Finden Sie die mediale Berichterstattung über Ostdeutschland korrekt? So wie jetzt beispielsweise der „Spiegel“ neuerlich das zum Schwerpunkt gemacht hat? In den letzten Jahren ist das Thema ja eher in den Hintergrund gerückt.  

Boitin: Für mich hat die Berichterstattung über Ostdeutschland immer noch etwas von Auslandsreportage. Nach dem Motto: Die da drüben. Ich nehme überhaupt wahr, dass sich Ostdeutsche deutlich mehr für das Geschehen im Westen der Republik interessieren als andersrum. Und bezeichnend ist für mich, dass Ostdeutsche, denen ich hier im Alltag begegne, Menschen aus den alten Bundesländern dagegen noch immer nicht als „Wessis“ bezeichnen, sondern als Bayern, Schwaben oder Hamburger. Für die meisten Westdeutschen sind Menschen aus den neuen Bundesländern einfach nur „Ossis“.

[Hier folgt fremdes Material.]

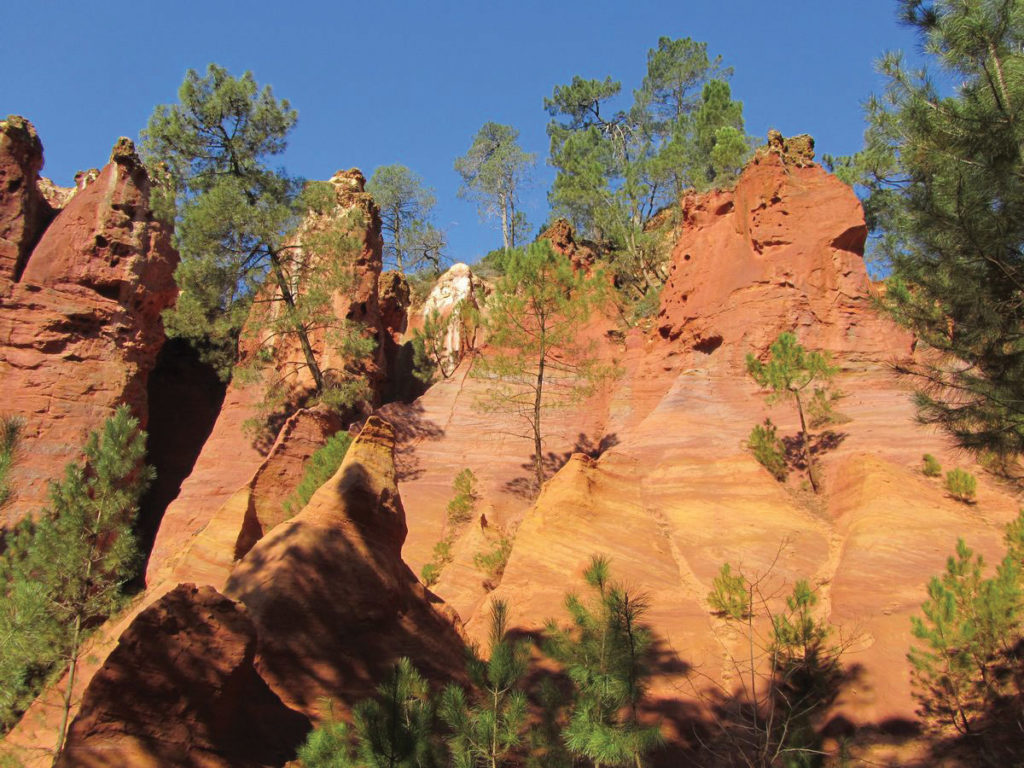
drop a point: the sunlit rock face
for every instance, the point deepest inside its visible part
(80, 325)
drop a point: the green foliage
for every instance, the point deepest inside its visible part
(791, 677)
(441, 556)
(605, 652)
(730, 596)
(328, 745)
(244, 259)
(806, 676)
(768, 449)
(411, 242)
(318, 469)
(931, 467)
(617, 168)
(537, 360)
(494, 561)
(493, 173)
(945, 183)
(421, 283)
(393, 730)
(962, 484)
(66, 571)
(493, 264)
(10, 437)
(646, 306)
(790, 372)
(460, 509)
(486, 724)
(966, 637)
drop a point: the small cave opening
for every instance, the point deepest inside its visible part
(709, 344)
(185, 395)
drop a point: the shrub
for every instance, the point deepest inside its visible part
(494, 562)
(961, 484)
(730, 596)
(768, 449)
(646, 306)
(10, 437)
(320, 468)
(493, 265)
(430, 573)
(460, 509)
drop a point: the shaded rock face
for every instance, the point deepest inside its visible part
(24, 210)
(333, 601)
(233, 495)
(582, 254)
(80, 332)
(184, 396)
(219, 492)
(663, 483)
(181, 689)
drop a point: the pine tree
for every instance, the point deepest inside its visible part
(247, 252)
(411, 242)
(605, 652)
(486, 723)
(970, 625)
(945, 175)
(10, 437)
(66, 571)
(790, 677)
(392, 730)
(619, 165)
(494, 172)
(536, 360)
(790, 373)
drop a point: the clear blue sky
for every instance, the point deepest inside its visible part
(411, 82)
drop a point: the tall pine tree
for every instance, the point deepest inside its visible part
(946, 180)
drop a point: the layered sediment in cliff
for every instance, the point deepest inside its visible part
(662, 480)
(80, 303)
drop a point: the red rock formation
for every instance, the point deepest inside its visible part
(181, 689)
(582, 254)
(785, 248)
(675, 494)
(24, 211)
(81, 330)
(233, 495)
(216, 498)
(333, 601)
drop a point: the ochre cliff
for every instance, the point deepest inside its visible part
(251, 616)
(80, 324)
(664, 484)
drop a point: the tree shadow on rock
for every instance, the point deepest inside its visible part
(524, 485)
(411, 428)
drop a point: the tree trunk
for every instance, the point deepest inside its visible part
(307, 350)
(538, 446)
(503, 203)
(804, 440)
(72, 669)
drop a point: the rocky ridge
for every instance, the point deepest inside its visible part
(261, 613)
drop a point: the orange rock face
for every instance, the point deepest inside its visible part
(24, 210)
(665, 485)
(333, 601)
(217, 499)
(80, 328)
(181, 689)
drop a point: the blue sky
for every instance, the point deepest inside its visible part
(411, 82)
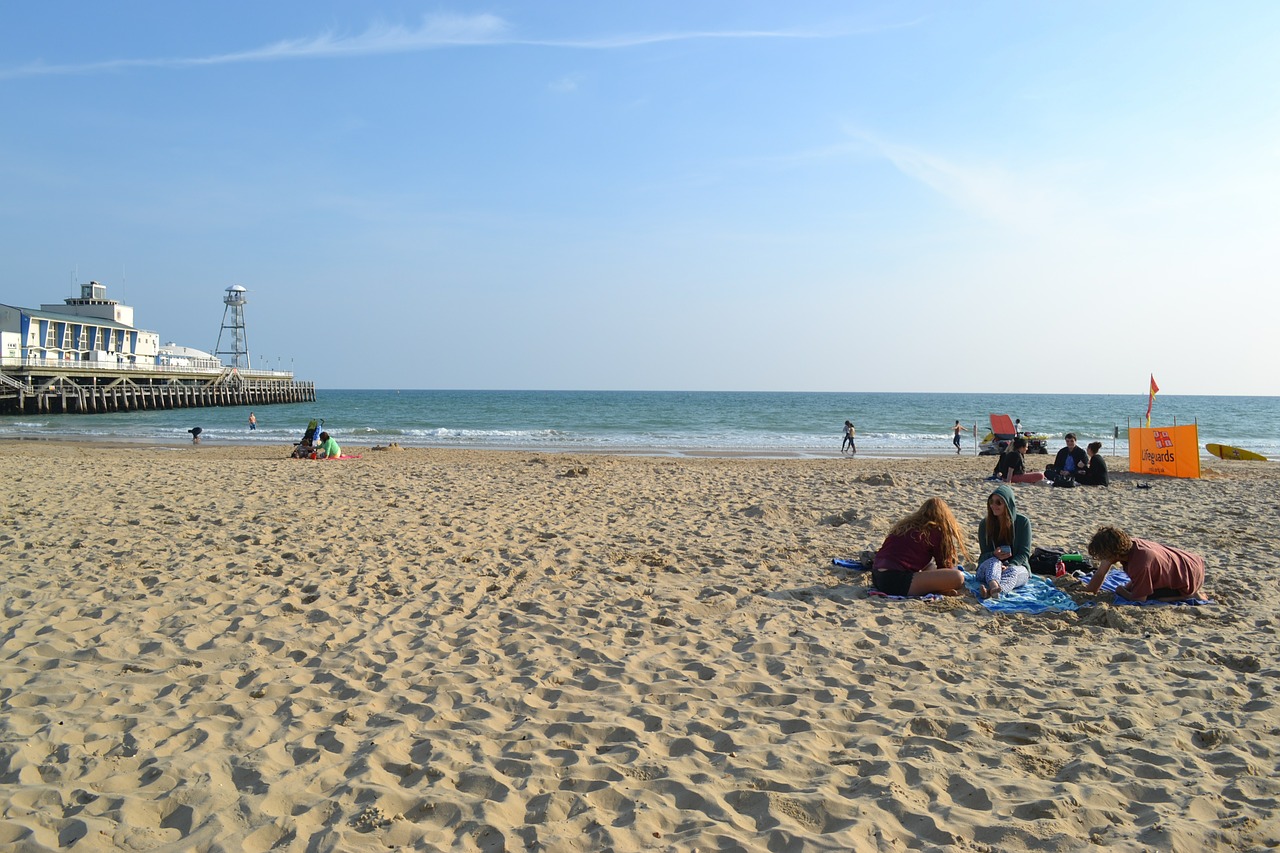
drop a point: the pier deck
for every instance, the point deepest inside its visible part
(49, 387)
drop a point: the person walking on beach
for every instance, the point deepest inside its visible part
(849, 438)
(1005, 546)
(1096, 469)
(920, 553)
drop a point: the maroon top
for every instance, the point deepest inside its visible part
(910, 552)
(1155, 566)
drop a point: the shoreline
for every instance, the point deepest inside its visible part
(470, 649)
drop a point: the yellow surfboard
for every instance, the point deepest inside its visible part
(1226, 451)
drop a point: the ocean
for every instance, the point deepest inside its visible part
(677, 423)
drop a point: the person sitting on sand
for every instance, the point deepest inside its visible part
(1070, 459)
(1005, 546)
(1155, 570)
(1011, 468)
(328, 448)
(1096, 469)
(920, 553)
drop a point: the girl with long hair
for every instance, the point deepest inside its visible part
(1005, 546)
(920, 553)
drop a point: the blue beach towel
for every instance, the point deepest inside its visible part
(1119, 578)
(1036, 597)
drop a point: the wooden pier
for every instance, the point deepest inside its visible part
(39, 387)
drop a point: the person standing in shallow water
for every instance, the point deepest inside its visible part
(849, 438)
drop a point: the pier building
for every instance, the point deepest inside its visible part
(86, 356)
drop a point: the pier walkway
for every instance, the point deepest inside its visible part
(44, 386)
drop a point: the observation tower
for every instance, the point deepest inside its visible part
(233, 322)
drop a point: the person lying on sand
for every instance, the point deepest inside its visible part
(1155, 570)
(928, 537)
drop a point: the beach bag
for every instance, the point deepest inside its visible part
(1045, 560)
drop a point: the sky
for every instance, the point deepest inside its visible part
(726, 195)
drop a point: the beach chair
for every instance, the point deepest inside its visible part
(1001, 434)
(304, 448)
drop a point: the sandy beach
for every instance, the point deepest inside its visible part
(220, 648)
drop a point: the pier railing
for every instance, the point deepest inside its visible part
(141, 366)
(31, 386)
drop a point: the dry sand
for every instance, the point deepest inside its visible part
(222, 648)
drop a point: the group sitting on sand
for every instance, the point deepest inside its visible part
(922, 555)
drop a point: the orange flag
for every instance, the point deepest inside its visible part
(1151, 398)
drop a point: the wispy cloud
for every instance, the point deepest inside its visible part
(435, 32)
(987, 191)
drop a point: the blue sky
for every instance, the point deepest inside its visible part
(721, 195)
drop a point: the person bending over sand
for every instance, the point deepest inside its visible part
(1155, 570)
(920, 553)
(1005, 546)
(328, 447)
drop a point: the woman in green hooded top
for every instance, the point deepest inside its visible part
(1005, 544)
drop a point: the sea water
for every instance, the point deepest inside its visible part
(679, 423)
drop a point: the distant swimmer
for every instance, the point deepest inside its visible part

Ost-Brandenburg ist von München aus gesehen gar nicht so leicht zu erreichen. Wie bekommen Sie die langen Fahrten in Einklang mit dem aufreibenden Job?

Boitin: Ach, die Erreichbarkeit ist keine unlösbare Aufgabe. Neben Fließend-Wasser und Strom gibt es hier in Brandenburg eine gute Anbindung an das Bahnnetz, und der Berliner Flughafen ist auch nur 45 Minuten entfernt. Und wie schon gesagt: ich fahre sehr gerne Auto. Neben Zeit zum Nachdenken, habe ich da auch jede Menge Zeit für wichtige Telefonate.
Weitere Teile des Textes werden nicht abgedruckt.